Healing from grief is holistic in nature and I thank my co-researchers  for teaching me that. Their healthy steps taken on the road to healing took many paths and I wish to share this "allegorical "excerpt from my thesis.

"Individual and group counselling provided a bit of a roadmap as they journeyed on unfamiliar terrain.Sharing their stories at bereavement groups,with those who travelled a similar road before them, provided insight.At times they found it helpful to peruse travel literature and brochures to guide them on their journey. Others, when they were ready, left the group to explore this healing road to grief on their own .They were invigorated by the fresh air and literally "walked for miles." Others found that sometimes the experience of running fast on this road released endorphines, alleviating some of the pain and hurt. Most found that keeping the body fuelled with nutritious food helped them to persevere when the uphill climb appeared before them. Supportive friends and some sisterly love were also manna on the journey. When faced with a roadblock, when the rocks on the road appeared to be boulders, some took an alternate route and found delight in a Reiki Master who did wonderful healing energy. This roadside assistance provided the necessary respite during this long and arduous journey.
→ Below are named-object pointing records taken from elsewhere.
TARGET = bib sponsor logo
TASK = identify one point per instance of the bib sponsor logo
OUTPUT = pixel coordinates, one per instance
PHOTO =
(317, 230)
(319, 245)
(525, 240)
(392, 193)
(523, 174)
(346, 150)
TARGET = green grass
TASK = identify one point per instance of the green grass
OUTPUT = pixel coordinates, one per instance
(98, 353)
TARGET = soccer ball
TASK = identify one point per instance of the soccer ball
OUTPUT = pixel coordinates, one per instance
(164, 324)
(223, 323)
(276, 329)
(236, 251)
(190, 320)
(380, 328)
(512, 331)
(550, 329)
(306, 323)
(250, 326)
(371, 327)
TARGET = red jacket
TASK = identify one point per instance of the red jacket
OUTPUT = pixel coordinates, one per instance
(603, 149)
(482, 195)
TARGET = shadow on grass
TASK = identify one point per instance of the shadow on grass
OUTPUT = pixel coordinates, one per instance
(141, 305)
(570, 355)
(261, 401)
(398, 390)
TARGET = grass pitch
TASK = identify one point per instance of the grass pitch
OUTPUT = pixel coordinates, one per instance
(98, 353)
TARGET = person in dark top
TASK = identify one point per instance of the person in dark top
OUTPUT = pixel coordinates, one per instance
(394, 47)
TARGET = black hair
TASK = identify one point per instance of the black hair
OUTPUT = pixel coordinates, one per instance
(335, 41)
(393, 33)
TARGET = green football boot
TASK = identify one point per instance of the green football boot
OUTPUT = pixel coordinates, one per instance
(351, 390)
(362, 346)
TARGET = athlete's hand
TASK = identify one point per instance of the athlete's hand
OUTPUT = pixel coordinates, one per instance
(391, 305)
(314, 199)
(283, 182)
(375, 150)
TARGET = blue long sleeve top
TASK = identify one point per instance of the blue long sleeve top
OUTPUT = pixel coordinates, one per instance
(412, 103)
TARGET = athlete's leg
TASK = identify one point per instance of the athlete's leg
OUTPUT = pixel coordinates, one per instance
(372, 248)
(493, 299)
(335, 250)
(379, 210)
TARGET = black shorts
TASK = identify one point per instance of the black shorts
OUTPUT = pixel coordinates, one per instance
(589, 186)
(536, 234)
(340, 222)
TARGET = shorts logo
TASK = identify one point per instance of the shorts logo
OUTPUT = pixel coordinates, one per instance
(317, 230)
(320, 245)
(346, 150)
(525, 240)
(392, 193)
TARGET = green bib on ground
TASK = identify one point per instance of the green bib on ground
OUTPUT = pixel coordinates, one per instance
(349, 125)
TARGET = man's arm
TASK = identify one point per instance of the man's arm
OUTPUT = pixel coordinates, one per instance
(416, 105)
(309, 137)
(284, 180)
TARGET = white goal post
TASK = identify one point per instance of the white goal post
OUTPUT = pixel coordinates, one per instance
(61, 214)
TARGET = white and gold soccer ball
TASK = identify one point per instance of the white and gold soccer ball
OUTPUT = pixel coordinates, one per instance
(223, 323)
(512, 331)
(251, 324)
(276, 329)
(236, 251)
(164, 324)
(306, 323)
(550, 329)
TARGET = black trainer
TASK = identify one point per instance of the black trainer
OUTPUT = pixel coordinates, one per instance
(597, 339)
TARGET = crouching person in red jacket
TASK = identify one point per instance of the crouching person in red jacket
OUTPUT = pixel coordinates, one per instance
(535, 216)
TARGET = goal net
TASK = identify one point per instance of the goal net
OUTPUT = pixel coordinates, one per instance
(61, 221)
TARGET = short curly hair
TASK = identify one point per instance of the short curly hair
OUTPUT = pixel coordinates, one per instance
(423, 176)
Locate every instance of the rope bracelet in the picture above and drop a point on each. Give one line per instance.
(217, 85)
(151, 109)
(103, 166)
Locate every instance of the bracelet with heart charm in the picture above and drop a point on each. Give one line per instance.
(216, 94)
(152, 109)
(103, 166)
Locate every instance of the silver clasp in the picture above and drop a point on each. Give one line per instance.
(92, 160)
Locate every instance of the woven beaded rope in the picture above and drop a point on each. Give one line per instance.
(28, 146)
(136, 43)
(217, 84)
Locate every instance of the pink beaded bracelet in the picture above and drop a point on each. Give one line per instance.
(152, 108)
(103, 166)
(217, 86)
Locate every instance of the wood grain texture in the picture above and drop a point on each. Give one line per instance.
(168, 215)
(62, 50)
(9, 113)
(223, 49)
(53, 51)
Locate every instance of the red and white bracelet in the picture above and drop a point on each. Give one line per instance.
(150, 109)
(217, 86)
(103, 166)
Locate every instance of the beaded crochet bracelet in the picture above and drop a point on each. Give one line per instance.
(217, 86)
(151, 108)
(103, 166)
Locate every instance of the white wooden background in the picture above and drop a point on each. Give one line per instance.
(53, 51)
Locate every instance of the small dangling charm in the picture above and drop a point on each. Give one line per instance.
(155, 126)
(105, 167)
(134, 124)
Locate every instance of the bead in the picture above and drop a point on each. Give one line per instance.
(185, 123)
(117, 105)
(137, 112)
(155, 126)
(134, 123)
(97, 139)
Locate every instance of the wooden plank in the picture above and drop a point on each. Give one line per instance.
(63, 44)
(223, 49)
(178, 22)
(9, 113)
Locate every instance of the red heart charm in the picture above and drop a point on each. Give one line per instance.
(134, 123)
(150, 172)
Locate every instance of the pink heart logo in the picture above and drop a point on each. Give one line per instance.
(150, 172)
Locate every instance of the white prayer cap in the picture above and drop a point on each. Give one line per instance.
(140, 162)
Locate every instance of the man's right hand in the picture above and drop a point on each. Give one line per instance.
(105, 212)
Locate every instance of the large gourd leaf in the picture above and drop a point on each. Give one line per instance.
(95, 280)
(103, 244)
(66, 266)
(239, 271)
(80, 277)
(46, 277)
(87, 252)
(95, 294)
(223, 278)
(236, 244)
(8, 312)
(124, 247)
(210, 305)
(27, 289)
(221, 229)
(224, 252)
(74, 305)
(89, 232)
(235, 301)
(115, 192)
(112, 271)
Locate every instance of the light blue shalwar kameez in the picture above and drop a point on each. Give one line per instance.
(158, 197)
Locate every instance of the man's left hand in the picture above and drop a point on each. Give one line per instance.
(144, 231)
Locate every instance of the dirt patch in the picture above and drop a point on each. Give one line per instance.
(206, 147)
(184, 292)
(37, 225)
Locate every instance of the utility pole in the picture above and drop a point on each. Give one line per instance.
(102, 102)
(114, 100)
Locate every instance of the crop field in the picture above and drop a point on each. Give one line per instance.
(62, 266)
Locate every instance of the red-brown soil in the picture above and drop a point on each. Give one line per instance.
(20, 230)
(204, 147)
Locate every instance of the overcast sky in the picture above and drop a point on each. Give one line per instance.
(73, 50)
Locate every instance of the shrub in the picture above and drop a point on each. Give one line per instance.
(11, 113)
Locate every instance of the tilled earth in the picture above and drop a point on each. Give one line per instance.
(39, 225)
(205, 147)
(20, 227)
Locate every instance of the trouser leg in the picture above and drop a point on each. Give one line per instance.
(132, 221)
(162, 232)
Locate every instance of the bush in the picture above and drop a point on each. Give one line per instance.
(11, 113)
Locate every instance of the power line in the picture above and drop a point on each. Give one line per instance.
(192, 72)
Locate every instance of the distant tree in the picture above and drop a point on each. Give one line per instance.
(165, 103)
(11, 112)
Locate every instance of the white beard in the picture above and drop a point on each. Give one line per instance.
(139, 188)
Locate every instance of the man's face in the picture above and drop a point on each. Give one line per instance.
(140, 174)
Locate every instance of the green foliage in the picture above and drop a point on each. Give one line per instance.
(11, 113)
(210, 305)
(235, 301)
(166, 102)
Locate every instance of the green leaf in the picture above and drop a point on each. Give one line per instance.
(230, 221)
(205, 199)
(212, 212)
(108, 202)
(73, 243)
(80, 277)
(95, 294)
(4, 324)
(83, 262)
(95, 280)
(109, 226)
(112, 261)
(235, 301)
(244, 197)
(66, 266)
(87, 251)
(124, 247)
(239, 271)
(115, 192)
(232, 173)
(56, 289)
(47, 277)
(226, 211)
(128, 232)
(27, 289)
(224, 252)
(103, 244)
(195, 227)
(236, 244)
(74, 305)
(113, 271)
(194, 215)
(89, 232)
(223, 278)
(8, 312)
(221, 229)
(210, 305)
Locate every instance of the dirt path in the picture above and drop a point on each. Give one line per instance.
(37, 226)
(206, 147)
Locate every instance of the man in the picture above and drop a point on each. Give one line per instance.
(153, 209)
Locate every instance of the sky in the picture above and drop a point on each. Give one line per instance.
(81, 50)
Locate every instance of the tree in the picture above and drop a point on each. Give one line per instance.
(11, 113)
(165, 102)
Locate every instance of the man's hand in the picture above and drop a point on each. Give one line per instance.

As they continue on this very personal journey, many times during quiet solitude and prayerful sacred moments,these road warriors remembered all that they have been given.Wrapping those beautiful memories around their shoulders, like a warm fuzzy blanket,feels like a hug from their beloved.Searching the moonlit night and starlit sky, they give thanks to the Creator,resting in His abundant and unconditional love. Rest they will, for tomorrow is another day, a day filled with possibilities, as they prepare to continue their journey on this road called Grief."  

Excerpt from Sacred or Scared :Post Death Encounters and the Surviving Spouse submitted by Beverly Hagen in partial fullfillment of the requirements for the MPS degree, October 2011. 

"I would say to those who mourn...look upon each day that comes as a challenge, as a test of courage. The pain will come in waves,some days worse than others, for no apparent reason.Accept the pain. Do not suppress it. Never attempt to hide grief" Daphne du Maurier.